Cumulative sums with data.table and multiple by conditions [duplicate]

I have a data set that looks like this
id name year job job2
1 Jane 1980 Worker 0
1 Jane 1981 Manager 1
1 Jane 1982 Manager 1
1 Jane 1983 Manager 1
1 Jane 1984 Manager 1
1 Jane 1985 Manager 1
1 Jane 1986 Boss 0
1 Jane 1987 Boss 0
2 Bob 1985 Worker 0
2 Bob 1986 Worker 0
2 Bob 1987 Manager 1
2 Bob 1988 Boss 0
2 Bob 1989 Boss 0
2 Bob 1990 Boss 0
2 Bob 1991 Boss 0
2 Bob 1992 Boss 0
Here, job2 denotes a dummy variable indicating whether a person was a Manager during that year or not. I want to do two things to this data set: first, I only want to preserve the row when the person became Boss for the first time. Second, I would like to see cumulative years a person worked as a Manager and store this information in the variable cumu_job2. Thus I would like to have:
id name year job job2 cumu_job2
1 Jane 1980 Worker 0 0
1 Jane 1981 Manager 1 1
1 Jane 1982 Manager 1 2
1 Jane 1983 Manager 1 3
1 Jane 1984 Manager 1 4
1 Jane 1985 Manager 1 5
1 Jane 1986 Boss 0 0
2 Bob 1985 Worker 0 0
2 Bob 1986 Worker 0 0
2 Bob 1987 Manager 1 1
2 Bob 1988 Boss 0 0
I have changed my examples and included the Worker position because this reflects more what I want to do with the original data set. The answers in this thread only works when there are only Managers and Boss in the data set - so any suggestions for making this work would be great.
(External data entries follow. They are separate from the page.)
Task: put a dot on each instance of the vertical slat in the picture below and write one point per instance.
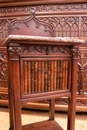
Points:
(52, 75)
(58, 69)
(64, 75)
(49, 76)
(29, 77)
(39, 76)
(45, 76)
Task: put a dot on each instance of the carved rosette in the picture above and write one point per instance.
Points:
(4, 96)
(14, 52)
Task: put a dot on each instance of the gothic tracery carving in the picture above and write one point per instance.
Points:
(45, 50)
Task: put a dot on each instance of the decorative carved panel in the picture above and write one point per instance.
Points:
(3, 70)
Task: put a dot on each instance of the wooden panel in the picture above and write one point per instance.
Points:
(67, 20)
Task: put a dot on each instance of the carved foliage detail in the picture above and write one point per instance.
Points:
(84, 26)
(45, 50)
(75, 52)
(44, 8)
(4, 96)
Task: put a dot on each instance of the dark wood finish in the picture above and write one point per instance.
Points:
(25, 50)
(70, 16)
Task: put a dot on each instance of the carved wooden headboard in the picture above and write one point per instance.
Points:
(30, 26)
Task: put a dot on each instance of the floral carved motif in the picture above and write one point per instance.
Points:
(63, 26)
(44, 8)
(14, 51)
(45, 49)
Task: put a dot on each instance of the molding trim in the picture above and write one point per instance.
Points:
(8, 3)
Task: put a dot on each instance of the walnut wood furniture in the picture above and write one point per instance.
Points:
(68, 19)
(41, 68)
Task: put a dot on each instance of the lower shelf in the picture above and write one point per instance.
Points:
(43, 125)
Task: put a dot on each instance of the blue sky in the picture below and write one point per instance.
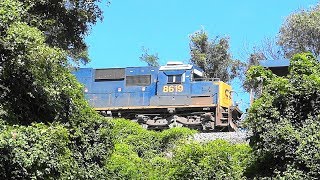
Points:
(164, 26)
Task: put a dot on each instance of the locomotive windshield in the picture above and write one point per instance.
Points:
(175, 79)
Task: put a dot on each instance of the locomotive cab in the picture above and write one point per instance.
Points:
(176, 94)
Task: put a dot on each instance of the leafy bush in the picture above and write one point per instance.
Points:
(37, 151)
(215, 160)
(285, 123)
(171, 154)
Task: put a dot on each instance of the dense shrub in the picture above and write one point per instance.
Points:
(285, 123)
(37, 151)
(215, 160)
(172, 154)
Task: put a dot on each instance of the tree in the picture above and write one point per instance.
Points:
(47, 129)
(213, 56)
(150, 59)
(285, 121)
(301, 32)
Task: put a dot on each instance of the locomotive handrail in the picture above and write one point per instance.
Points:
(207, 79)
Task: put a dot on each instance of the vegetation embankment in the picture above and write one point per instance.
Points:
(48, 131)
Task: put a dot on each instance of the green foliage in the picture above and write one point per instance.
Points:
(61, 136)
(285, 122)
(213, 56)
(214, 160)
(36, 151)
(150, 59)
(300, 32)
(257, 76)
(171, 154)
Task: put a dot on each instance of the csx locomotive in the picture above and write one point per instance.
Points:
(161, 97)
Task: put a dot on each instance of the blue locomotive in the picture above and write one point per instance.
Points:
(161, 97)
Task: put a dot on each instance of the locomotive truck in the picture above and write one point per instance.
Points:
(176, 94)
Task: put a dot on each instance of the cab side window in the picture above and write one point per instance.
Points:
(175, 79)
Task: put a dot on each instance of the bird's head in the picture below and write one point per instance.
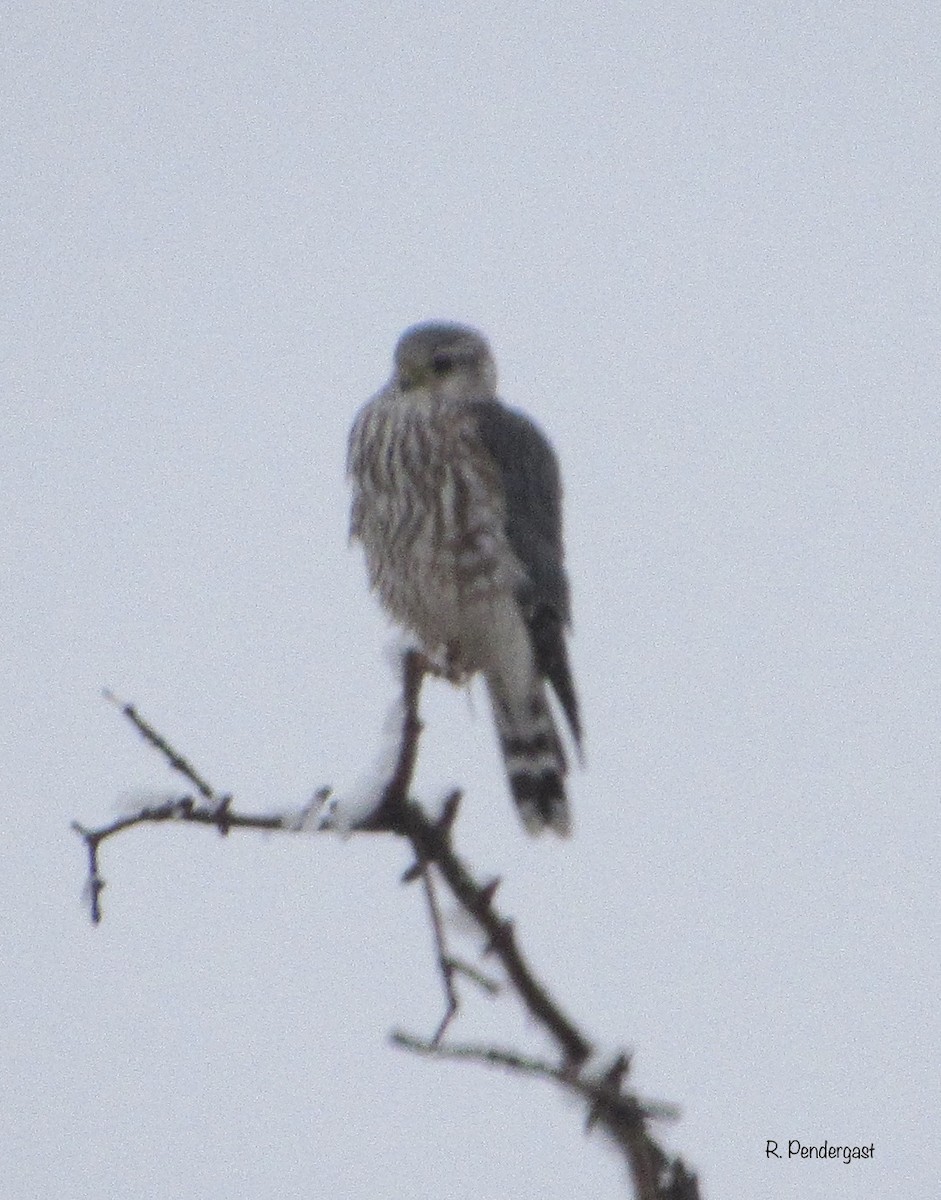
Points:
(445, 363)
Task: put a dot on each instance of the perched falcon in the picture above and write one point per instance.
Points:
(457, 503)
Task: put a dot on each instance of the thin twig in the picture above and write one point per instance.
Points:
(655, 1175)
(444, 964)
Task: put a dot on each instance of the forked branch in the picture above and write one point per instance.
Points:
(609, 1104)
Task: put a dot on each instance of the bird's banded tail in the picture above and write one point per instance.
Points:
(534, 759)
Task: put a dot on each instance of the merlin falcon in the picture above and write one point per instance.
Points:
(457, 503)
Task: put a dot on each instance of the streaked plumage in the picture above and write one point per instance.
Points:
(457, 503)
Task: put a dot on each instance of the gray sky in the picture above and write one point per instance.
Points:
(705, 245)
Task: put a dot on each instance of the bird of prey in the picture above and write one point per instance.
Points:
(457, 503)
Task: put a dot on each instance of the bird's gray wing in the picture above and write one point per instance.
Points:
(532, 489)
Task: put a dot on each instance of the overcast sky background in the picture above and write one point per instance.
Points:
(705, 244)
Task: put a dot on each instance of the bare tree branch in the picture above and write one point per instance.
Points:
(619, 1113)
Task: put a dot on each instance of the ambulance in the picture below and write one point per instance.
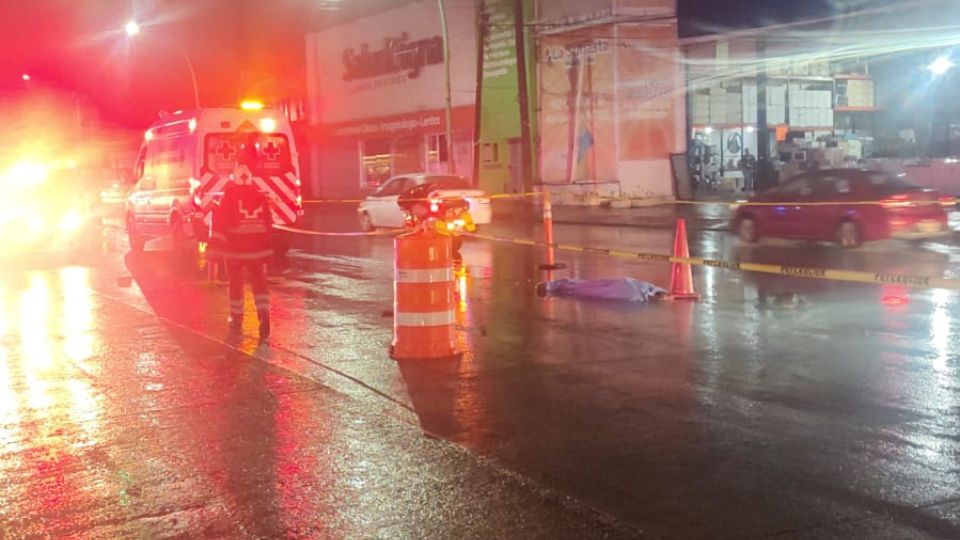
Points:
(184, 165)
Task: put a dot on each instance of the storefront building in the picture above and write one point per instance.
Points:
(605, 97)
(611, 94)
(377, 97)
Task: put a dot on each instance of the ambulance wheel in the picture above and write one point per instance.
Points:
(137, 242)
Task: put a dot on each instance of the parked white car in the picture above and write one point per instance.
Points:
(381, 210)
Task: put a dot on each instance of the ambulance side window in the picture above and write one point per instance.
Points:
(138, 168)
(146, 180)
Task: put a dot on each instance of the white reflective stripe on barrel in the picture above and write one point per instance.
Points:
(431, 275)
(430, 318)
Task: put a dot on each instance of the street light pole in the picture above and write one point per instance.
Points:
(446, 68)
(193, 79)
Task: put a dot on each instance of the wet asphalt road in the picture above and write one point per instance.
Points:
(127, 411)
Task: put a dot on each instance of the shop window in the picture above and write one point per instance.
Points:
(408, 155)
(437, 154)
(376, 161)
(489, 152)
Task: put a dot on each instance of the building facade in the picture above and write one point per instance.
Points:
(377, 95)
(605, 96)
(611, 93)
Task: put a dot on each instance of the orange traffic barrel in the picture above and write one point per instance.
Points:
(423, 300)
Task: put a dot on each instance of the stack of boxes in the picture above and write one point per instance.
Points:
(859, 93)
(776, 104)
(810, 108)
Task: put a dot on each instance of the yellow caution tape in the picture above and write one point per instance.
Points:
(665, 202)
(296, 230)
(357, 201)
(876, 278)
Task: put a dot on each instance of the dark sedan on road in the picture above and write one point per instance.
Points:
(847, 206)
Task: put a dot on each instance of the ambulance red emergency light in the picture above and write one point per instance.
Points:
(185, 163)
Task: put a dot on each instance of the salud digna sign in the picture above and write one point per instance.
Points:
(397, 54)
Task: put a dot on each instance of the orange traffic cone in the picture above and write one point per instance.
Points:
(681, 278)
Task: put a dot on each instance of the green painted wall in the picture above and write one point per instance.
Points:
(500, 113)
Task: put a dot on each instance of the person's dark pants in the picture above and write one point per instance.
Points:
(256, 269)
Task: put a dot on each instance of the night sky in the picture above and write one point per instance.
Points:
(237, 46)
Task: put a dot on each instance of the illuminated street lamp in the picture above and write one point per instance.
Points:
(132, 29)
(940, 66)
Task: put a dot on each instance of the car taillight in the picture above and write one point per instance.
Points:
(897, 201)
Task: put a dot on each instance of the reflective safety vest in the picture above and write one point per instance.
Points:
(241, 224)
(463, 222)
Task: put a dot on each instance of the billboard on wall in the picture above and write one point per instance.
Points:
(392, 63)
(650, 92)
(577, 106)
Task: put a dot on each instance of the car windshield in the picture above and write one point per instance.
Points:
(449, 182)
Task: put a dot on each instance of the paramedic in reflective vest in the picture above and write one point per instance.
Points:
(241, 232)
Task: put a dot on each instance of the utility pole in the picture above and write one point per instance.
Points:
(483, 26)
(446, 67)
(763, 176)
(522, 97)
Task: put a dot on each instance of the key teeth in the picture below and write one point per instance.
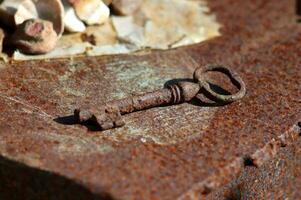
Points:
(176, 94)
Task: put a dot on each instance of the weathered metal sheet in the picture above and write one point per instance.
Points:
(182, 151)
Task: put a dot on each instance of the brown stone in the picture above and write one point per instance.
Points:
(126, 7)
(35, 36)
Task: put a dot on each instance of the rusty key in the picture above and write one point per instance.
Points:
(109, 115)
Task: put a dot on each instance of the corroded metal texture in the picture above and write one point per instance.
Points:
(108, 116)
(184, 151)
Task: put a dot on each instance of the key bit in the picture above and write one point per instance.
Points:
(109, 115)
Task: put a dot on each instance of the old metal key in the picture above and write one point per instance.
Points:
(108, 116)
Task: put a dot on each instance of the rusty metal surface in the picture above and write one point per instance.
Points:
(279, 178)
(183, 151)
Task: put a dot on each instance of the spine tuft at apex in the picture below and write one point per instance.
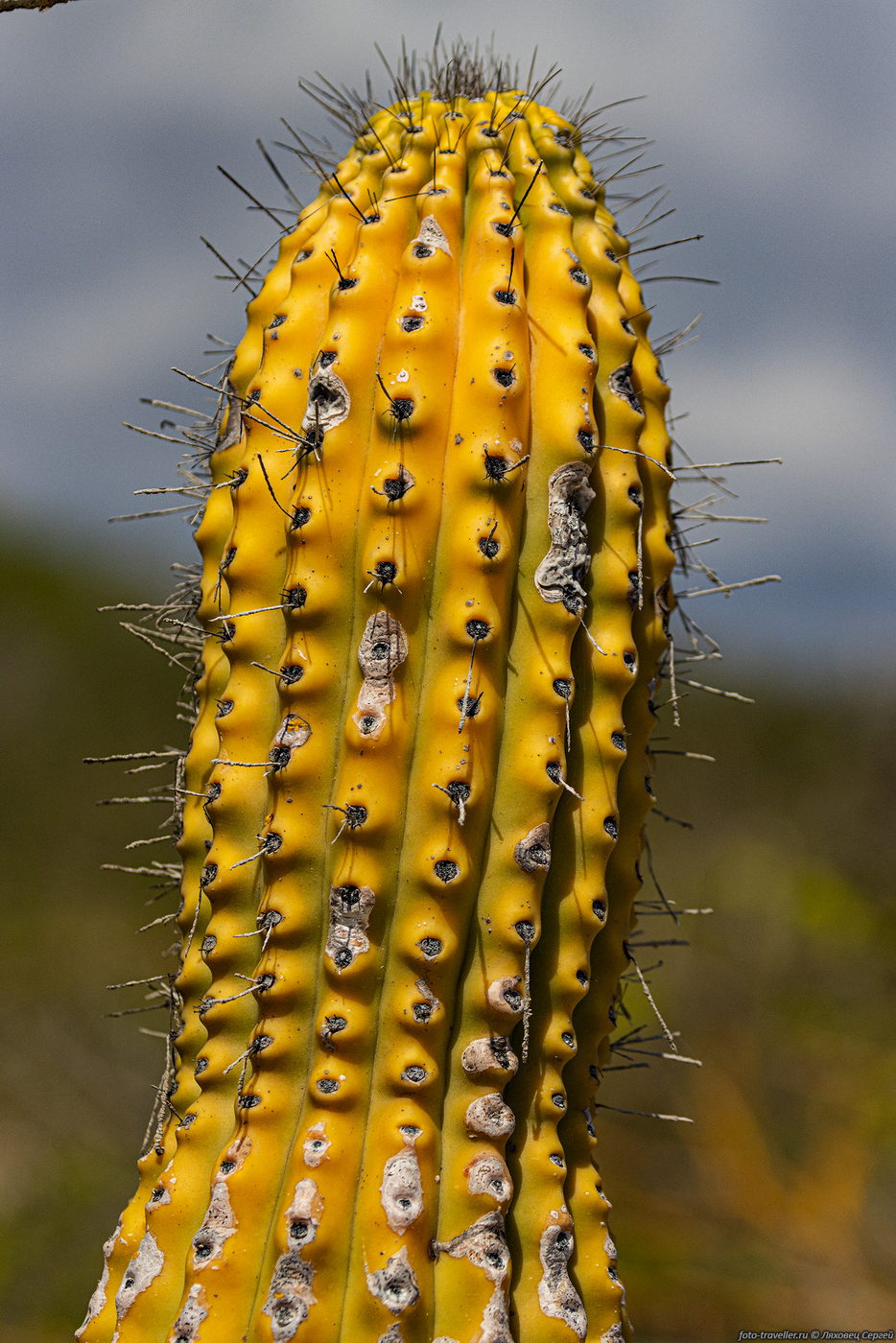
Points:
(433, 611)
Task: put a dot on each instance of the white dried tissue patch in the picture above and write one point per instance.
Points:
(433, 235)
(483, 1244)
(488, 1054)
(486, 1174)
(557, 1298)
(316, 1144)
(348, 919)
(218, 1226)
(533, 850)
(291, 1295)
(496, 1325)
(145, 1265)
(185, 1327)
(328, 402)
(402, 1189)
(98, 1298)
(559, 575)
(382, 650)
(292, 732)
(395, 1285)
(489, 1117)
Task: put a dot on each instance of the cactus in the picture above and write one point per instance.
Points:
(433, 607)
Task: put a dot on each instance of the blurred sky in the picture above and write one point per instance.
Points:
(775, 125)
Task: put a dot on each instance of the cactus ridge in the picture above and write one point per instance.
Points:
(433, 601)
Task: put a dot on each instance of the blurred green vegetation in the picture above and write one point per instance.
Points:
(775, 1209)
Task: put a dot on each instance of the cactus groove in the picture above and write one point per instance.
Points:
(433, 608)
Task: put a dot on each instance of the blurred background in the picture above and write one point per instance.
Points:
(774, 125)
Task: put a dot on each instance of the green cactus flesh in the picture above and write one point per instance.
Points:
(434, 600)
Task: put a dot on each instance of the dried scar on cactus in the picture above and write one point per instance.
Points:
(425, 640)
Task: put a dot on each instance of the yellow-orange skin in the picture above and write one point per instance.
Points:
(468, 326)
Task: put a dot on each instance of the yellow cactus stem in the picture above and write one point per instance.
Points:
(432, 611)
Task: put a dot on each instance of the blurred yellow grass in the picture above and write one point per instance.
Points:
(775, 1209)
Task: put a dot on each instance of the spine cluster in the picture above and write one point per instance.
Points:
(434, 600)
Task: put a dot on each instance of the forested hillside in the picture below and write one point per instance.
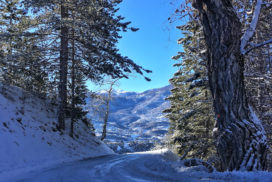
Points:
(29, 137)
(136, 121)
(214, 116)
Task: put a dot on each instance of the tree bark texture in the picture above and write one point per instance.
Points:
(73, 83)
(63, 67)
(240, 138)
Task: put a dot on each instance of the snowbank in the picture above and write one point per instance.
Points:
(29, 139)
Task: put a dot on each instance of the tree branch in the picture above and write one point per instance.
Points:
(252, 28)
(254, 46)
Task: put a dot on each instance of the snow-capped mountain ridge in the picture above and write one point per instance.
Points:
(136, 116)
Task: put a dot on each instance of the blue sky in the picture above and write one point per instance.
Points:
(152, 46)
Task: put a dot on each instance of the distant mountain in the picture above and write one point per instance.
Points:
(136, 117)
(29, 138)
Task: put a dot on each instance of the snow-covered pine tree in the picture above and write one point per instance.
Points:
(191, 113)
(241, 142)
(96, 32)
(21, 63)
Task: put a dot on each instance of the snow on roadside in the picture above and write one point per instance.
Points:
(29, 139)
(200, 173)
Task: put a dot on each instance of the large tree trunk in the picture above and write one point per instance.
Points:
(63, 68)
(73, 77)
(241, 141)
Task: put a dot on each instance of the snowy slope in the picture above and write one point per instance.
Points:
(28, 135)
(136, 116)
(152, 166)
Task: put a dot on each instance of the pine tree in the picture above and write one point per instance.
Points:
(93, 27)
(241, 141)
(191, 113)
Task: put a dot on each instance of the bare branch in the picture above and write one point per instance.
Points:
(252, 28)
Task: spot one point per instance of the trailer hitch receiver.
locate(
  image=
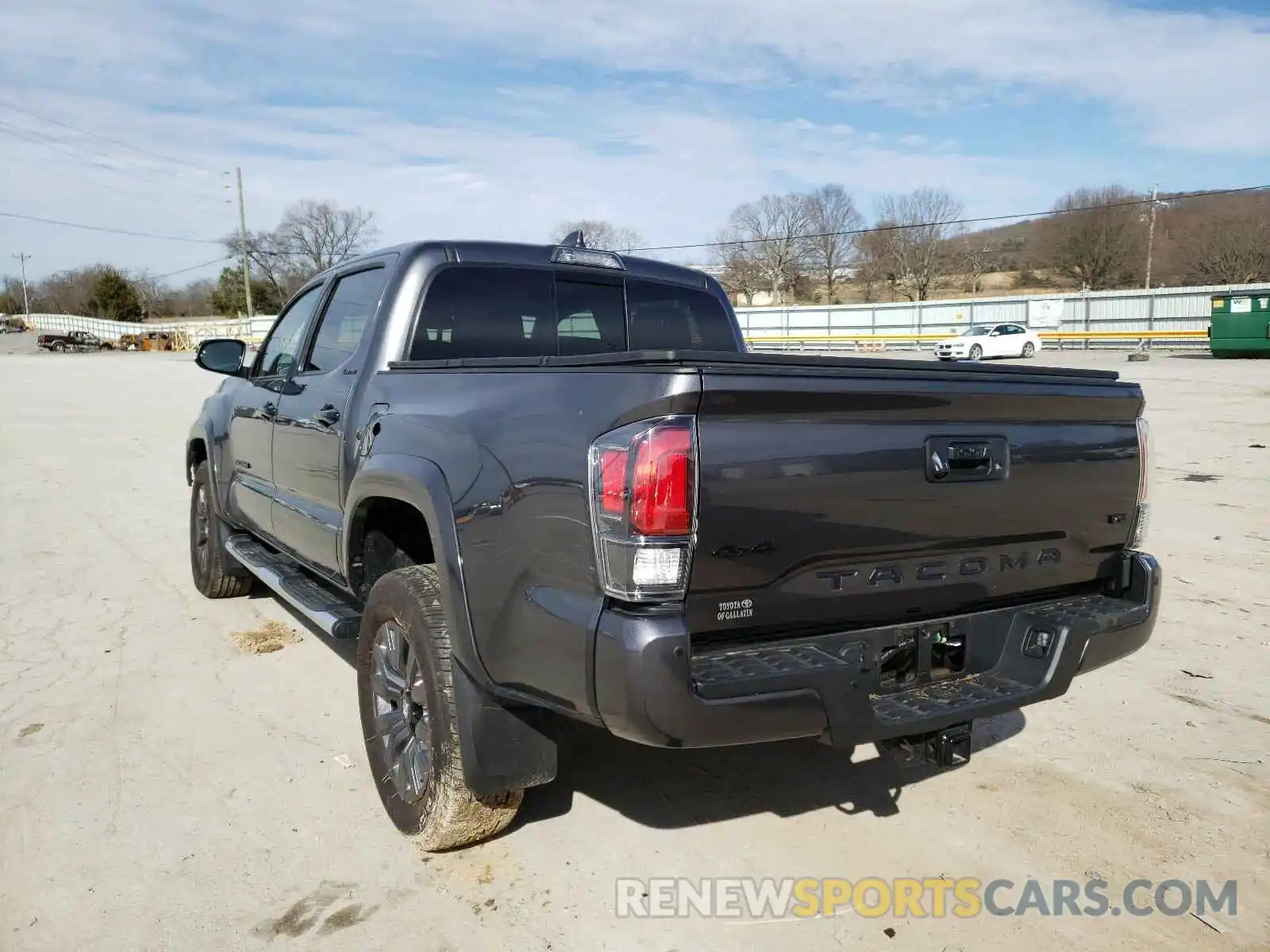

I'll be very much grateful!!
Here is the succinct dplyr solution for the same problem.
NOTE: Make sure that stringsAsFactors = FALSE while reading in the data.
library(dplyr)
dat %>%
group_by(name, job) %>%
filter(job != "Boss" | year == min(year)) %>%
mutate(cumu_job2 = cumsum(job2))
Output:
id name year job job2 cumu_job2
1 1 Jane 1980 Worker 0 0
2 1 Jane 1981 Manager 1 1
3 1 Jane 1982 Manager 1 2
4 1 Jane 1983 Manager 1 3
5 1 Jane 1984 Manager 1 4
6 1 Jane 1985 Manager 1 5
7 1 Jane 1986 Boss 0 0
8 2 Bob 1985 Worker 0 0
9 2 Bob 1986 Worker 0 0
10 2 Bob 1987 Manager 1 1
11 2 Bob 1988 Boss 0 0
Explanation
Take the dataset
Group by name and job
Filter each group based on condition
Add cumu_job2 column.
Contributed by Matthew Dowle:
dt[, .SD[job != "Boss" | year == min(year)][, cumjob := cumsum(job2)],
by = list(name, job)]
Explanation
Take the dataset
Run a filter and add a column within each Subset of Data (.SD)
Grouped by name and job
Older versions:
You have two different split apply combines here. One to get the cumulative jobs, and the other to get the first row of boss status. Here is an implementation in data.table where we basically do each analysis separately (well, kind of), and then collect everything in one place with rbind. The main thing to note is the by=id piece, which basically means the other expressions are evaluated for each id grouping in the data, which was what you correctly noted was missing from your attempt.
library(data.table)
dt <- as.data.table(df)
dt[, cumujob:=0L] # add column, set to zero
dt[job2==1, cumujob:=cumsum(job2), by=id] # cumsum for manager time by person
rbind(
dt[job2==1], # this is just the manager portion of the data
dt[job2==0, head(.SD, 1), by=id] # get first bossdom row
)[order(id, year)] # order by id, year
# id name year job job2 cumujob
# 1: 1 Jane 1980 Manager 1 1
# 2: 1 Jane 1981 Manager 1 2
# 3: 1 Jane 1982 Manager 1 3
# 4: 1 Jane 1983 Manager 1 4
# 5: 1 Jane 1984 Manager 1 5
# 6: 1 Jane 1985 Manager 1 6
# 7: 1 Jane 1986 Boss 0 0
# 8: 2 Bob 1985 Manager 1 1
# 9: 2 Bob 1986 Manager 1 2
# 10: 2 Bob 1987 Manager 1 3
# 11: 2 Bob 1988 Boss 0 0
Note this assumes table is sorted by year within each id, but if it isn't that's easy enough to fix.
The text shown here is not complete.